Our analysis of the distribution of tags set (Fig. 10) shows the highest number of missing terms by the dictionary-based approach is from the Gene/Proteins type (MIS_GP tag). This might be due to the fact that our Gene/Proteins dictionary was last updated in 2014. Updating an entity dictionary involves a number of manual human edits, making it difficult to maintain. Although we were aware of the limitations of the common-stop list approach to limiting false positives, human annotation showed only a small number of these terms (1.6% tagged as MIS_GP) were inappropriately excluded. Using this gold-standard data to train the state-of-the-art machine learning/deep learning models for entity recognition eliminates these challenges. We observe the same trend for the false-positive identifications, i.e. WT_[GP|DS|OG]. The highest number of false positives are from the Gene/Proteins type followed by the Diseases and Organisms terms, respectively. The wrong-type annotation counts are quite low; annotators only correct the entity type for a small number of annotations. This perhaps reflects the way the Europe PMC annotation pipeline works. This pipeline applies dictionaries sequentially, first the Gene/Proteins dictionary, followed by the Diseases dictionary, and then the Organisms dictionary. Once an entity is tagged, it becomes unavailable to tag with subsequent dictionaries, likely reducing false-positive Diseases and Organisms entity identifications. Our analysis shows only a few terms were assigned to the wrong entity type due to this approach, proving our sequential method works. Table 6 shows how many term annotations were updated to reassign the entity type.

Fig. 10.

Fig. 10

Entity tags distribution of the corpus and the comparison among the annotators. A large number of Gene/Proteins terms are missed by the dictionary annotation. This figure demonstrates high inter-annotator agreement; correct (CRT), missed (MIS), wrong span (WS), and wrong type (WT). The latter part of the tag represents the entity type namely, Disease (DS), Gene/Protein (GP), and Organisms (OG). Annotators use the WT keyword to remove an annotation and to change the entity type of annotation. They submit the correct entity type by adding the correct entity type keyword after the WT tag, e.g. WT_OG, DS.

Table 6.

Europe PMC dictionary-based entity annotation follows a sequential manner to annotate the entities.

human annotation
Gene/Protein Disease Organism
Europe PMC Annotation Gene/Protein 324 113
Disease 47 18
Organism 19 110

For example, we apply the Gene/Proteins dictionary before the Disease dictionary, making the Gene/Protein terms unavailable for the disease tagger. We minimise the false positive identifications through this approach. This table shows the number of wrong entity type assignments by the Europe PMC approach corrected by the manual annotators. Europe PMC misses a small percentage of the Disease and Organism entities due to the sequential approach. We are showing Europe PMC annotation in the rows and the manually corrected ones in the columns.

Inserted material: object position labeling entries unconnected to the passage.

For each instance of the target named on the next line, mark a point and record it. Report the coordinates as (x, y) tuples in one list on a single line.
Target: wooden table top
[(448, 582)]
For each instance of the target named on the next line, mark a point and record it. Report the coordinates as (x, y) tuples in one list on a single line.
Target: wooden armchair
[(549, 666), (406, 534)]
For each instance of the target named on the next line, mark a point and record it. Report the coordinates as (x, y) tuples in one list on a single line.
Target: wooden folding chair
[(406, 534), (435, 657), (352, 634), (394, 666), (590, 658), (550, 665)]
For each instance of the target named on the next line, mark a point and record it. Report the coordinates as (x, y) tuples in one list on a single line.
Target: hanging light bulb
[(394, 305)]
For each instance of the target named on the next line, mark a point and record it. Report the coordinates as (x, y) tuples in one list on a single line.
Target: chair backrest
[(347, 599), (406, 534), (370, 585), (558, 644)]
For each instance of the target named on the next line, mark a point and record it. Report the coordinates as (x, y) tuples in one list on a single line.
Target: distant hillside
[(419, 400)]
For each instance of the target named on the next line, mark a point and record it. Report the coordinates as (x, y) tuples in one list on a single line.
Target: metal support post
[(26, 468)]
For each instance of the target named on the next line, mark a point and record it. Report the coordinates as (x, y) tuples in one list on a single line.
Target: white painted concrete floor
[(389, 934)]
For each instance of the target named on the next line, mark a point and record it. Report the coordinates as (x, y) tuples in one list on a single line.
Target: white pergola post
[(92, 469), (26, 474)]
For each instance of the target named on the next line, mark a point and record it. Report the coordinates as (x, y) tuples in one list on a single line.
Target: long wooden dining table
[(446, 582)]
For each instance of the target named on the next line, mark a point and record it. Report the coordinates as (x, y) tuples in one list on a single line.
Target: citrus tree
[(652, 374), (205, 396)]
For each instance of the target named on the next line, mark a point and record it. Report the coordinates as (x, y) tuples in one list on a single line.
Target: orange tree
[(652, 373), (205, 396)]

The special ‘ALL’ tag was used to indicate that the annotation of a term applies to all occurrences of the term within the article. This was a significant time-saver for articles that mention a particular entity tens or hundreds of times. A total of 23,281 (7,336 unique) terms were tagged ‘ALL’.

Because Hypothes.is allows free text in the tag field, we identified a small number of errors in the tag names; for example, ten annotations from annotators 1 and 2 use ‘DIS’ instead of ‘DS’; one annotation uses ‘CRt’ instead of ‘CRT’. We corrected these errors for downstream analysis.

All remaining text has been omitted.